According to letter he wrote and circulated on November 11, 2017, Gen Malong pleaded that the Juba administration be prevailed upon to allow him safely move to Uganda.
“I should be allowed together with my guards to seek shelter and asylum at any UN camp in order to preserve my life and those around me,” the letter reads.
He has been holed up at his home in Juba with about 30 bodyguards and the situation escalated last week when government troops surrounded his house trying to disarm the guards.
Gen Malong also asked the South Sudan government to unconditionally release all his loyalists who escorted him to Yirol and were currently being detained by the National Security Service (NSS) in Juba.
The former powerful military commander claimed that Presidential Salva Kiir’s order dated November 3 had a sole effect of endangering both his life and the lives of his bodyguards, adding that it could also heighten countrywide.
“Mindful of the urgent need to preserve peace and security in the Republic of South Sudan and appreciative of the ongoing efforts to find peaceful and amicable solution to the crisis, my conditions must be met,”

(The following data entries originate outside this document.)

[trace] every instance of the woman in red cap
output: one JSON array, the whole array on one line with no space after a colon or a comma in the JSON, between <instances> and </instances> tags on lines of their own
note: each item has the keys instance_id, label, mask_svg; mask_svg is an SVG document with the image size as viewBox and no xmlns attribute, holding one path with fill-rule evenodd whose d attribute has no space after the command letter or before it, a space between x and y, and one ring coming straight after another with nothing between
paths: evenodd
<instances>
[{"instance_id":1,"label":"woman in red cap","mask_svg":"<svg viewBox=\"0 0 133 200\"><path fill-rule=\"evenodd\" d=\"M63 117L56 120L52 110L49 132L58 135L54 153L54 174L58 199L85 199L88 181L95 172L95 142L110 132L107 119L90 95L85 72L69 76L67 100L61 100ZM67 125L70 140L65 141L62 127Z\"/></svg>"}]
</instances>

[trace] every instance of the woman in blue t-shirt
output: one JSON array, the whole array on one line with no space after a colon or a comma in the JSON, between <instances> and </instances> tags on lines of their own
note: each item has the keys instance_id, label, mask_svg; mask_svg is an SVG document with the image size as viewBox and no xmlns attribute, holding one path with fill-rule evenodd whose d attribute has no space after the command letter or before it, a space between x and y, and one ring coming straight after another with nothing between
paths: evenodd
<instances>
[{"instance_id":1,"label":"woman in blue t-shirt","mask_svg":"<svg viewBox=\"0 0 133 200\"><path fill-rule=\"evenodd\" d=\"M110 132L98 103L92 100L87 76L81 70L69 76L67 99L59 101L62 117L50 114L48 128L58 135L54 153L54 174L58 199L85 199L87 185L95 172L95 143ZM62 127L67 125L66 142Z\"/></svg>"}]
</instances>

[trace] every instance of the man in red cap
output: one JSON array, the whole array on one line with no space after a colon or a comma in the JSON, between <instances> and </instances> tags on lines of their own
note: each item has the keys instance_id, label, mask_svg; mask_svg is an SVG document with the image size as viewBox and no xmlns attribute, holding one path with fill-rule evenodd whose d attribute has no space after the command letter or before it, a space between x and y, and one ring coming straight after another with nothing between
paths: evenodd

Gen Malong was accused of directing last year’s fighting in Juba that killed hundreds. A former governor of Northern Bahr el Ghazal, he also has been accused of controlling an ethnic militia that numbers in the thousands.
In September the United States imposed sanctions on Malong, along with two senior South Sudan officials, for undermining the country’s peace, security and stability.
South Sudan’s civil war erupted in late 2013 and has killed tens of thousands of people and sent more than 2.4 million fleeing the country.
Most of these refugees have run to Uganda, Ethiopia, Kenya and Sudan, creating the largest displacement of civilians in Africa since the Rwanda genocide in 1994.